Dire oggi che quella terra era stata assegnata proprio a loro da Dio, migliaia di anni fa, è evidentemente falso e fuorviante. È come se i romani di oggi pretendessero di avere ancora diritti sui territori conquistati negli anni del loro dominio sul Mediterraneo e sulle terre allora conquistate. O come se lo facessero i greci, i siriani, gli egiziani e, più recentemente, gli austro ungarici o i russi dello zar. E allora cosa dovrebbero dire o fare gli indiani d’America o i nativi australiani o tutti gli abitanti dei paesi colonizzati nei secoli dalla ricca Europa, quando si espandeva, con la stessa violenza, su territori di altri continenti.

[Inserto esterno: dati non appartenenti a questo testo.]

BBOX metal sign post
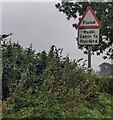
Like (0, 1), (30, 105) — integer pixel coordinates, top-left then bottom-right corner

Lasciamo ai popoli la loro legittima libertà di autodeterminarsi e facciamolo riprendendo il dialogo. Alle diplomazie il compito di trovare le migliori soluzioni, restituendo ruolo e potere alle Nazioni Unite e perseguendo la pace. Ormai l’unico leader al mondo che continua a predicarla è Papa Francesco. Gli altri, presidenti e capi di governo, si sono allineati su una posizione da pensiero unico, senza prospettive reali, senza soluzioni credibili, senza umanità.
La morte ha un solo colore, quello triste della morte stessa e tutti i morti ammazzati sono e saranno sempre uguali.